Abraham’s Army Service record survives and is accessible on It tells us that he enlisted in Wrexham on 11th August 1914 when he was 28 years old. It confirms the regimental details above and says he was 5.6″ tall, weighed 151 lbs had a sallow complexion blue eyes and light brown hair. He had 2 scars on the right side of his back. His religion was C of E. His father’s address was 2 Queens St, Old Moxley, New Wednesbury, Staffs.

His records say that his military service began ‘at home’ where he served until 27th June 1915 (321 days) Then he served as part of the Mediterranean Expeditionary Force from 28th June until his death on 18th April 1916 (297 days).
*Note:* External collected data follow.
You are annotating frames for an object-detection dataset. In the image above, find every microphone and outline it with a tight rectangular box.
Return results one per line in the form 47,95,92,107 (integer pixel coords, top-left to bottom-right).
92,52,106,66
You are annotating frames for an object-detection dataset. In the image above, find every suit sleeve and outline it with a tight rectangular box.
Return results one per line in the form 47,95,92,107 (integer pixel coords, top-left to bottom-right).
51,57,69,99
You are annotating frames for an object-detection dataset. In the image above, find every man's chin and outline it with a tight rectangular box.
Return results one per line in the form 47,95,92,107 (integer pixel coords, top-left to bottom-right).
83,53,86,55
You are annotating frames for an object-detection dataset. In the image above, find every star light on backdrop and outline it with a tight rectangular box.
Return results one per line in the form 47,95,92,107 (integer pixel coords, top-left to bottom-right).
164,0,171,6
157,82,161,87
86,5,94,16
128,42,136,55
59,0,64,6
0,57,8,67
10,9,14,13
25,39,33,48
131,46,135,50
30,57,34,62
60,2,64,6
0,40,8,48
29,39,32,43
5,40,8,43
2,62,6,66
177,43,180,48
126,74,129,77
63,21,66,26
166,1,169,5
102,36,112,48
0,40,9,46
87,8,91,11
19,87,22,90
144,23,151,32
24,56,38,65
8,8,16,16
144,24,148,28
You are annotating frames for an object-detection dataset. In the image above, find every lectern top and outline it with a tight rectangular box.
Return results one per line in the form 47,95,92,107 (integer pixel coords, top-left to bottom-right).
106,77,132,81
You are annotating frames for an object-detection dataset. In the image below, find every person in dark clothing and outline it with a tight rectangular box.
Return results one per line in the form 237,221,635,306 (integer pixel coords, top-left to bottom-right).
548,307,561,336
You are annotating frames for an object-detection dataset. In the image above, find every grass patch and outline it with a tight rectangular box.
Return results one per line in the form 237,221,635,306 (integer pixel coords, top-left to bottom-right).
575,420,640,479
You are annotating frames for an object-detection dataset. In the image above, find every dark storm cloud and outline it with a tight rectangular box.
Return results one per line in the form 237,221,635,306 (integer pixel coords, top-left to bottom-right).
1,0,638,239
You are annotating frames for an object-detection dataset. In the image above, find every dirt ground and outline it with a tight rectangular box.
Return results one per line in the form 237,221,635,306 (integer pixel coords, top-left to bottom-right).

There is correspondence between the army and Abraham’s father regarding possessions and medals.

Abraham Freeth in the UK, Army Registers of Soldiers’ Effects, 1901-1929 tell us about his money – £1. 0s 0d and £4. 0s 0d was “R.P. to recharge” on the 24th June 1916.   His sole Legatee was his father Joseph who was paid £21. 3s 0d on the 8th December 1916 and his War Gratuity of £10. 10s 0d. on the 17th September 1919

The records state that he ‘died of wounds’.  Mr Alun Freeth of Garden City told me a family story about Abraham and how he died.   Alun’s father told him that Abraham was a “bomb thrower” and was injured when his bottom jaw was blown away and he starved to death, Arthur Leighton who had the Station Hotel in Shotton and was a friend of Abraham’s said that Abraham was a very strong man and could bite a penny in half, Arthur showed Alun’s father  half a penny and said that the other half was in Abraham’s pocket!   Many thanks to Mr Alun Freeth for this insight into his family history.

A list of relatives indicates that most of his family remained in Staffordshire but his brother Joseph had also moved to Shotton.

War Diary of the 8th Bn Royal Welsh Fusiliers for the 26th September 1915 19.30

Serjt. FREETH with small party sent to occupy houses in front of fire or (five) trenches, but failed, Serjt. FREETH being slightly wounded.   The houses were subsequently occupied about midnight by the same party under 2d? Corpl BARNEY.   About midnight search party successfully recovered the body of Lt. SPENCER who had been shot through the head.

UK soldiers who Died in The Great War 1914-19 accessible on confirms all the regimental details above as does his medal card.

There is an index card for Abraham in the Flintshire Roll of Honour in the County Record Office at Hawarden. The address given is 53 Brook Road Shotton and confirms his rank and regiment but gives his number as 11511 which is not quite the same as on all other sources. It says he was killed on 9th April 1916 but all other sources say 18th April. The card was signed by Joseph Freeth on 4th January 1921. (This was probably his brother who was living locally).

Abraham was named on 2 other memorials – the Hawarden Memorial and the memorial screen at St Ethelwold’s Church, where his name is spelt Frieth on St. Ethelwolds.   Somebody made an effort to ensure he was remembered.